Insurance companies other than life insurance companies are commonly referred to as property and casualty insurance companies. These are companies for which more than 50 percent of its business in a tax year consists of issuing insurance or annuity contracts or reinsuring risks underwritten by insurance companies (Code Sec. 831(c)). Under this rule, it is not possible for a company’s investment activities to exceed its insurance activities and still have the company considered an insurance company for that tax year.

The taxable income of a property and casualty insurance company is generally calculated by combining the amounts earned from underwriting and investments (and any other gains) and subtracting any allowable deductions. The corporate tax rates apply to the taxable income of every insurance company other than a life insurance company.

Very small property and casualty companies with net or direct written premiums less than $1,200,000 may elect to be taxed only on their taxable investment income (Code Sec. 831(b)(2)(A)). This allows companies whose sole activity is the reinsuring of risks to be treated in a like manner to other insurance companies, even if the company has little or no premium income. These companies are frequently referred to as captive insurance companies because they are often formed only for the purpose of insuring the risks of affiliated companies. These qualifying small insurance companies operate for legitimate risk management purposes, the affiliated businesses can deduct their premium payments to the 831(b) insurance company, and—if the election is in place—the captive insurance company can take in up to the $1,200,000 premium limit without being subject to income tax on those premiums. Once made, the election may not be revoked without the consent of the IRS.

In the case of a controlled group of corporations, the premium receipts of the controlled group are aggregated in order to determine if the company may make the election. In determining whether there is a controlled group, the test of Code Sec. 1563(a)(1) is used, except that a threshold of ownership of “more than 50 percent” is applied rather than “at least 80 percent.”

The Treasury and Joint Committee on Taxation have expressed concerns regarding abuse of this election in connection with estate planning, irrevocable trusts, and the use of 831(b) assets to purchase life insurance.

NEW LAW EXPLAINED

Dollar limit modified and diversification requirement added for 831(b) small insurance companies.—The eligibility rules for small property and casualty insurance companies to elect Code Sec. 831(b) status have been modified to increase the premium limit and index it to inflation, and to add certain diversification requirements (Code Sec. 831, as amended by the Protecting Americans from Tax Hikes (PATH) Act of 2015. The existing $1.2 million limit on net written premiums or direct written premiums (whichever is greater) is increased to $2.2 million.
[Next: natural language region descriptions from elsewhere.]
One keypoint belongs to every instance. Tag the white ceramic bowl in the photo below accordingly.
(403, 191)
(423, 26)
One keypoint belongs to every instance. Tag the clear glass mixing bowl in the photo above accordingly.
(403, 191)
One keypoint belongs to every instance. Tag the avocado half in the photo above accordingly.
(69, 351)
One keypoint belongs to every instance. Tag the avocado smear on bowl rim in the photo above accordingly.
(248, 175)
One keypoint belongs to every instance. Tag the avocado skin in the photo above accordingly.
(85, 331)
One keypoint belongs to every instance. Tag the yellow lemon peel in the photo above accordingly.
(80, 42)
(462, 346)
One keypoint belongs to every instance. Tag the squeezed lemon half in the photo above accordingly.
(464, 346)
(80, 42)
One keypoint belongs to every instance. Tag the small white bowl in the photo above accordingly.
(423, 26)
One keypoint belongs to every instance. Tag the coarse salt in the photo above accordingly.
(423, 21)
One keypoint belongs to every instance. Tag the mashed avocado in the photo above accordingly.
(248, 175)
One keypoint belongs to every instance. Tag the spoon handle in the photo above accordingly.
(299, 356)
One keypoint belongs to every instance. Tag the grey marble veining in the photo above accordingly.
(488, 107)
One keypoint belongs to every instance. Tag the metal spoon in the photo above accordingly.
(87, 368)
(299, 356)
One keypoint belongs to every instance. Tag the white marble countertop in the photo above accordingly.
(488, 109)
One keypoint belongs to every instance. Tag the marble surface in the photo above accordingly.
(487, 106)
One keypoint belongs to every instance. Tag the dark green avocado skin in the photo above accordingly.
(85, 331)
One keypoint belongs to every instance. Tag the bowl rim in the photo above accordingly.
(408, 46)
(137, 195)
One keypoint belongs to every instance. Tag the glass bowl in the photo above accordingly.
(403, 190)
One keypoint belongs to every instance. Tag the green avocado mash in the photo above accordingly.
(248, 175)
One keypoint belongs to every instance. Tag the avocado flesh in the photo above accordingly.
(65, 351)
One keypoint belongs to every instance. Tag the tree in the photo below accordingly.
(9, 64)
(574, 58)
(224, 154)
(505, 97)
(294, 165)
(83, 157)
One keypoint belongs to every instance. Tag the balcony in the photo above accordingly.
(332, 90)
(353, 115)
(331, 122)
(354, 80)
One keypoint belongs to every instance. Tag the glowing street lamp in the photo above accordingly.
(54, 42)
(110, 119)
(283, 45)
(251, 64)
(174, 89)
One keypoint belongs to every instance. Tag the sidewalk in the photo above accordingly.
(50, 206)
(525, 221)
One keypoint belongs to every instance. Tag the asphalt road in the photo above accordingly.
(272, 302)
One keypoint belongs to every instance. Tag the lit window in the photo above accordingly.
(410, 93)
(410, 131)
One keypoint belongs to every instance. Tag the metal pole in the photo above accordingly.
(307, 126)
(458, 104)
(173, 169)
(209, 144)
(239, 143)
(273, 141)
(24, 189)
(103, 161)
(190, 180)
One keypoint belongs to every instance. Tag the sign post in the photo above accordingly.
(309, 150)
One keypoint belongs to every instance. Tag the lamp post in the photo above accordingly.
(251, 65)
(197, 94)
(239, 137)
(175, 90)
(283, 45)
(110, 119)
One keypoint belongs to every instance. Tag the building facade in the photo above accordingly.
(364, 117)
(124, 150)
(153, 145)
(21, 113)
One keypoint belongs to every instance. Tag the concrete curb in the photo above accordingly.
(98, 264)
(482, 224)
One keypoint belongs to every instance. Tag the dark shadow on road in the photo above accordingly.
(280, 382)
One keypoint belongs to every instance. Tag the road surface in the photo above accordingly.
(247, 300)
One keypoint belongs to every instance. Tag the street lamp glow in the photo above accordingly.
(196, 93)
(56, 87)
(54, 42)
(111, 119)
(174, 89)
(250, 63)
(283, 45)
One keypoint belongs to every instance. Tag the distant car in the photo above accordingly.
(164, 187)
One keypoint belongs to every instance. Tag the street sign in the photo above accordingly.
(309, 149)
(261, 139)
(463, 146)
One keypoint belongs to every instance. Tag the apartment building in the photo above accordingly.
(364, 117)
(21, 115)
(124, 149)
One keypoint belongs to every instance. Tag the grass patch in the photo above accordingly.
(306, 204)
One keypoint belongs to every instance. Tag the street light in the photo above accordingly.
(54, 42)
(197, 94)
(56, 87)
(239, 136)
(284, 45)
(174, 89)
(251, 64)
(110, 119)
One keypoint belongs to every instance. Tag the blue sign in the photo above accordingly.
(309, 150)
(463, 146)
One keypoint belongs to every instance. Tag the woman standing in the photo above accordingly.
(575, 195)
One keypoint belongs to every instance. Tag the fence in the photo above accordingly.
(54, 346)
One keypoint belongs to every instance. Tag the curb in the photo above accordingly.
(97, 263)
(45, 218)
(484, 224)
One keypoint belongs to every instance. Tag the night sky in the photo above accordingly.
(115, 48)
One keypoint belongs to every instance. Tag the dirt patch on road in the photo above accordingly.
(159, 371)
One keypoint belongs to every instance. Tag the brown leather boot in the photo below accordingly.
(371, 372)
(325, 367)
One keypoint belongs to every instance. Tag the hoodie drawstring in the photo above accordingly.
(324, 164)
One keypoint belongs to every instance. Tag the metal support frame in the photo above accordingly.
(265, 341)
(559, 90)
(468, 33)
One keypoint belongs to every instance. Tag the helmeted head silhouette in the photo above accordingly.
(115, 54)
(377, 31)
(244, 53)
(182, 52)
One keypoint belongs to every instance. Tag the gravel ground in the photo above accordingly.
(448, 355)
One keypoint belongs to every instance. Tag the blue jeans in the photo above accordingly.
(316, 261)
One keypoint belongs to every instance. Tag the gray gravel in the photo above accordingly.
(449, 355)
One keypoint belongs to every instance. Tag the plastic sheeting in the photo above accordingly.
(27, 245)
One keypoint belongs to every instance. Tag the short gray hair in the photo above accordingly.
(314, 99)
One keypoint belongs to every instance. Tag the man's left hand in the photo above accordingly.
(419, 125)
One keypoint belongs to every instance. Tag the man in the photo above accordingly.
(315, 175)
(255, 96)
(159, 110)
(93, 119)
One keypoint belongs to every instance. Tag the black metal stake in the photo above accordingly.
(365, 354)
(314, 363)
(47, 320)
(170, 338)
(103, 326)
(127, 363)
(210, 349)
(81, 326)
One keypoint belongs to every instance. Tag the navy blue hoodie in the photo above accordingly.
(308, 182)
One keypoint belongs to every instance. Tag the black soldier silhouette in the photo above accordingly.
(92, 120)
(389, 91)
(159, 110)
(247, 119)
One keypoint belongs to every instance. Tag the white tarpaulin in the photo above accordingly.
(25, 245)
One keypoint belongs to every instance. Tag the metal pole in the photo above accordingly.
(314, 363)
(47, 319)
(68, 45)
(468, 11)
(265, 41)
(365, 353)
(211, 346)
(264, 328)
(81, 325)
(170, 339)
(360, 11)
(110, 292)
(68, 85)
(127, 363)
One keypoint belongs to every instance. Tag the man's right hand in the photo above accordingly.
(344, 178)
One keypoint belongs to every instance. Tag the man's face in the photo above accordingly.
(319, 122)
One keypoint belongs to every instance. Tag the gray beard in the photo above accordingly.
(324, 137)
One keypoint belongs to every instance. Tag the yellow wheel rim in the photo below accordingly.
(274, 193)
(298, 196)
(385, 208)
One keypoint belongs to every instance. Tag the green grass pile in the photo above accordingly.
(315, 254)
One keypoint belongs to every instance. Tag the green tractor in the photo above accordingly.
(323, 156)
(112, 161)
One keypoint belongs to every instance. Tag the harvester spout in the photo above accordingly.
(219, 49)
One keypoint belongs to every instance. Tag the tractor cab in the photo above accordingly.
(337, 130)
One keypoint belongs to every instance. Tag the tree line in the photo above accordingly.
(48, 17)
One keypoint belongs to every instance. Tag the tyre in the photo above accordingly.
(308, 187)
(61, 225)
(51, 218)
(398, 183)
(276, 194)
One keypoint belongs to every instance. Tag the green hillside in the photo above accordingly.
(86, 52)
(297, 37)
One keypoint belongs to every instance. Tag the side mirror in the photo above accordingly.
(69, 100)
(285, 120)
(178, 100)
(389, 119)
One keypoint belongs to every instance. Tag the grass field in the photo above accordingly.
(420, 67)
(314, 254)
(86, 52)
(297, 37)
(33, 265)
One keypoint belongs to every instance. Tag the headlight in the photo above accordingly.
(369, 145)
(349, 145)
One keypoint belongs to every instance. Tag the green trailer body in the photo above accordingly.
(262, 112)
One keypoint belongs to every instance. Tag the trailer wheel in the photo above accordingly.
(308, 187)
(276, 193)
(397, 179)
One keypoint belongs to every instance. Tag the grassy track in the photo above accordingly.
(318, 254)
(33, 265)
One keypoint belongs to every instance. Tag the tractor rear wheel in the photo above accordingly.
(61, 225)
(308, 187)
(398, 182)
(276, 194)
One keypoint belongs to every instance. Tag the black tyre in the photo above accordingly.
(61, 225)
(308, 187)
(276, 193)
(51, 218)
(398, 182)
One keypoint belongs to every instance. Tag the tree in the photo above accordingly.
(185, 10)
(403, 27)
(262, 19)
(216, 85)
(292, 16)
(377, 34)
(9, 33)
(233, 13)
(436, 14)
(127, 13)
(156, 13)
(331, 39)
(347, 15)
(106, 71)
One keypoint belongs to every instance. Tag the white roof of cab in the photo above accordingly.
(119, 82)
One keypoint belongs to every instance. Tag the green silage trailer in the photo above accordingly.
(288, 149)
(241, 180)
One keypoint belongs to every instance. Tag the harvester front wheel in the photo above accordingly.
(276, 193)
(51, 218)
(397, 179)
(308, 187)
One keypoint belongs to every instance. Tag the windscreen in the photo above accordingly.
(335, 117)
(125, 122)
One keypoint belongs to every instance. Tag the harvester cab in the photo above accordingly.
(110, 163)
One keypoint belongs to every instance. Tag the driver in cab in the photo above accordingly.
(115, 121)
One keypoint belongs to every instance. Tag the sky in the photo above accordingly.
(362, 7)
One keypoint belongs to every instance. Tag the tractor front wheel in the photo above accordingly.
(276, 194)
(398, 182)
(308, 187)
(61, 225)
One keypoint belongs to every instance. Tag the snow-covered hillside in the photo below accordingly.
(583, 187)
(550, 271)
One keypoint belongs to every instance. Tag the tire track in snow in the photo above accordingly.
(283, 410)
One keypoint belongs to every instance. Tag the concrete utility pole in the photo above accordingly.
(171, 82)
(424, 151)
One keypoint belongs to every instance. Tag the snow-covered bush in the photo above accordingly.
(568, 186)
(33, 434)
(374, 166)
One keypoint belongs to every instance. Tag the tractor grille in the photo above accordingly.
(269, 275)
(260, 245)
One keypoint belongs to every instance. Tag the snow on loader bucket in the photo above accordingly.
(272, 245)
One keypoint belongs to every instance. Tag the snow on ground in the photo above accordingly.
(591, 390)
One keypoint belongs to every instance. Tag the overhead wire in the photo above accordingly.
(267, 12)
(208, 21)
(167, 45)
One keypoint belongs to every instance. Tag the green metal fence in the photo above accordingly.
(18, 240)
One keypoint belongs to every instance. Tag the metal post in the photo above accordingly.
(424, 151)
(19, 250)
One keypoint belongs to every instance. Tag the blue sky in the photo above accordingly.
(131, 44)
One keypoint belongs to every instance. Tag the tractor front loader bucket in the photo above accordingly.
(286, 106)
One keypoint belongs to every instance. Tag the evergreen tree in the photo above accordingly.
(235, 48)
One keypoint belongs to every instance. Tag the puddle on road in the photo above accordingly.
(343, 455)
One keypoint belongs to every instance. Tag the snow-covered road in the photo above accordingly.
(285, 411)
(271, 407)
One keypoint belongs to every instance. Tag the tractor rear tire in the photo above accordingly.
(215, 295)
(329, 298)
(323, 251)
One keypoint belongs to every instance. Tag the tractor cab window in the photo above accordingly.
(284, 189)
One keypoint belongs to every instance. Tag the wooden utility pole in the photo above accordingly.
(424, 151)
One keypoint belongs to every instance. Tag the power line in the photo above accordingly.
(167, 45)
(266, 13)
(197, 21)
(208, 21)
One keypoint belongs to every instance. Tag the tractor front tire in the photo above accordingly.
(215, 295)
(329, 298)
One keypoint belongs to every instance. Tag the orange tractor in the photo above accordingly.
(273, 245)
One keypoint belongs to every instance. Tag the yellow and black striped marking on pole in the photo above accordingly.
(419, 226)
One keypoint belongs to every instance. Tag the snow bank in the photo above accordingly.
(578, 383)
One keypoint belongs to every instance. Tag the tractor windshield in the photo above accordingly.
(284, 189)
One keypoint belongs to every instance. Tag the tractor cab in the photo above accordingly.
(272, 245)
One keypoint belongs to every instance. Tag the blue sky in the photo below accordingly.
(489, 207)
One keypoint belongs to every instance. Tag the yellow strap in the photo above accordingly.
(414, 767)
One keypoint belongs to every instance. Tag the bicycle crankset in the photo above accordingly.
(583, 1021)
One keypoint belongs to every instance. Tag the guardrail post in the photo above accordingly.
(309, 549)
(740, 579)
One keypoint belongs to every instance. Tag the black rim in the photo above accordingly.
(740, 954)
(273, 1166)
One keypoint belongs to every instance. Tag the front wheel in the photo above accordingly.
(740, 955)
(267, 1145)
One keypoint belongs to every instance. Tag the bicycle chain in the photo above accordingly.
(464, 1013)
In addition, this increased limit will now be adjusted for inflation using the cost-of-living adjustment calculation. A calculated inflation-adjusted amount that is not a multiple of $50,000 should be rounded down to the next lowest multiple of $50,000.

A diversification requirement has also been added to the 831(b) eligibility requirements. There are two methods of meeting this requirement. The primary method (“risk diversification test”) is to have no more that 20 percent of the company’s net written premiums (or, if greater, direct written premiums) attributable to one policyholder in a tax year. In determining the attribution of premiums to any policyholder, all policyholders that are related or are members of the same controlled group are treated as one policyholder.

Small insurance companies that fail to meet this test may be able to meet the alternative (“relatedness test”) requirements. This second chance requires that no person who holds (directly or indirectly) an interest in the company be a “specified holder” with aggregate interests in the company (held directly or indirectly) that are a percentage of the entire interests in that insurance company that are greater than a de minimis percentage higher than the percentage of interests in the specified assets with respect to the company held (directly or indirectly) by the specified holder.

For this purpose, a specified holder is any individual holding (directly or indirectly) an interest in the small insurance company who is a spouse or lineal descendant (including by adoption) of another individual who holds an interest (directly or indirectly) in the“specified assets” of such insurance company. An indirect interest is one that is held through a trust, estate, partnership or corporation. Specified assets are the trades or businesses, rights, or assets with respect to which the net written premiums (or direct written premiums) of the company are paid. Also, unless otherwise specified by regulation or other guidance, a de minimispercentage is two percentage points or less for these purposes.

Any existing small insurance company with an 831(b) election in effect will be required to meet any information and substantiation reporting requirements regarding the diversification test as may be established by the IRS.

Effective date. The provision applies to tax years beginning after December 31, 2016.